I didn’t know of Shireen Abu Aqla in her life. But now she’s dead, she is, to me at least, bearing witness to the conduct of the Israeli authorities on territories they have unilaterally annexed or occupied.

It is an inconvenient testimony. I often look away from what happens there though it is in such close proximity to us. I hold the view that Israel has a right to exist and the right to take necessary measures to ensure that existence.

On that basis I half-consciously dim in my mind the daily stories of discrimination and brutal violence inflicted on Palestinian civilians purely because of the inconvenience of their race, their culture, their heritage, and the geography of their ancestry. I dilute the severity of what is going on, soften it by dismissing the accusations as ‘he said, she said’ and telling myself I don’t know enough to apportion responsibility.

I keep an attitude of self-imposed neutrality, justifying it to myself by saying I can’t possibly know enough to say who’s wrong or who’s right.

Shireen Abu Aqla is far from the first journalist to be killed on the line of duty in that blasted country. She’s a woman, English speaking, Christian: she overcomes my barely conscious but no less determining prejudices that decide what I pay attention to and don’t, cultural proximity, perceived gender vulnerability, even vague familiarity by association.
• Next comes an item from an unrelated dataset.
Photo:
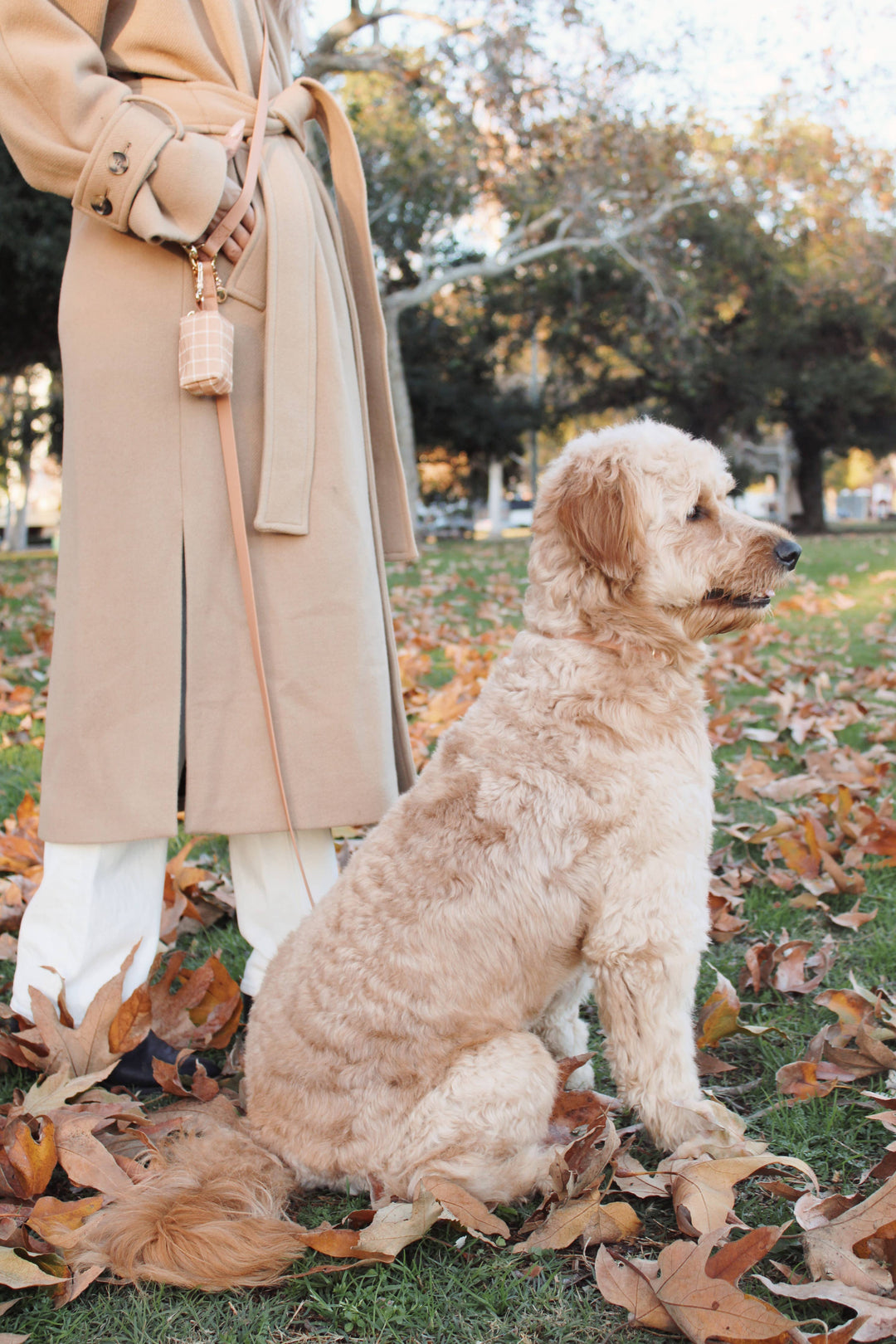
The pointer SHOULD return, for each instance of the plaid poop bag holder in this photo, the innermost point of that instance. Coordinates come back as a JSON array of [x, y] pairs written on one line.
[[206, 348], [206, 368]]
Shireen Abu Aqla was approximately Daphne’s age when they were both killed.

Once again I find that a journalist – a fearless woman who dedicated her life to the telling of the truth – must first die before I wake up to the atrocities she has reported on all her life.
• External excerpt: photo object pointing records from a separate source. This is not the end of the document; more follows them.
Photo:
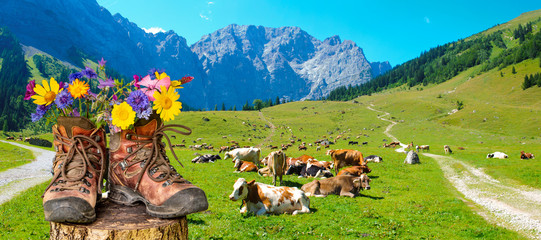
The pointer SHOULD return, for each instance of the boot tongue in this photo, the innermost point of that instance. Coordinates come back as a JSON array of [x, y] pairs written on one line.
[[80, 124], [148, 127]]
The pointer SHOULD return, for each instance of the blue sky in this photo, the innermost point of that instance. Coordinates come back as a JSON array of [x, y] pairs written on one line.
[[394, 31]]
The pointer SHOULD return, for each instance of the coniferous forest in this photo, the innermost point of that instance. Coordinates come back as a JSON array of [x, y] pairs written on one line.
[[442, 63]]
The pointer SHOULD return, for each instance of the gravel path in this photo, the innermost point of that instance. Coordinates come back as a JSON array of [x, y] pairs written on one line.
[[16, 180], [272, 127], [512, 206]]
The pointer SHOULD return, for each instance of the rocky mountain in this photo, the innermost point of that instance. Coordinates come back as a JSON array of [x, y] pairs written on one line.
[[232, 65]]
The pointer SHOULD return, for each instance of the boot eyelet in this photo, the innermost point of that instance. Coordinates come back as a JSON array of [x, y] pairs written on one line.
[[123, 165]]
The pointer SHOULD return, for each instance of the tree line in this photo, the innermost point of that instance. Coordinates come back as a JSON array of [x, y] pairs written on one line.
[[444, 62]]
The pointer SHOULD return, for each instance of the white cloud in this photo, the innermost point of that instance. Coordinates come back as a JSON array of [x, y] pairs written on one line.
[[204, 17], [154, 30]]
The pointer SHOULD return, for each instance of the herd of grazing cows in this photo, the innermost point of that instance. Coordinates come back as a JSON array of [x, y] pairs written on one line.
[[344, 175]]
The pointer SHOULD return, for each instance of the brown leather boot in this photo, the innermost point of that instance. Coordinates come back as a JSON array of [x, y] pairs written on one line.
[[78, 167], [140, 171]]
The intuitive thing to say is that those responsible for her killing must be held to account. Of course, they must. But that’s easy for me to say. It’s no better than a platitude.

The real change I can make is to shake myself out of the lazy neutrality, the ambivalence of distance, to stop trying to find a midway point between people carrying a coffin and people beating them up. I owe it to Shireen Abu Aqla that what I didn’t do in her life I can at least start doing now, open my ears to the story she tells.

Because like journalists killed anywhere she tells the story that the man with the gun who shot her didn’t want me to hear.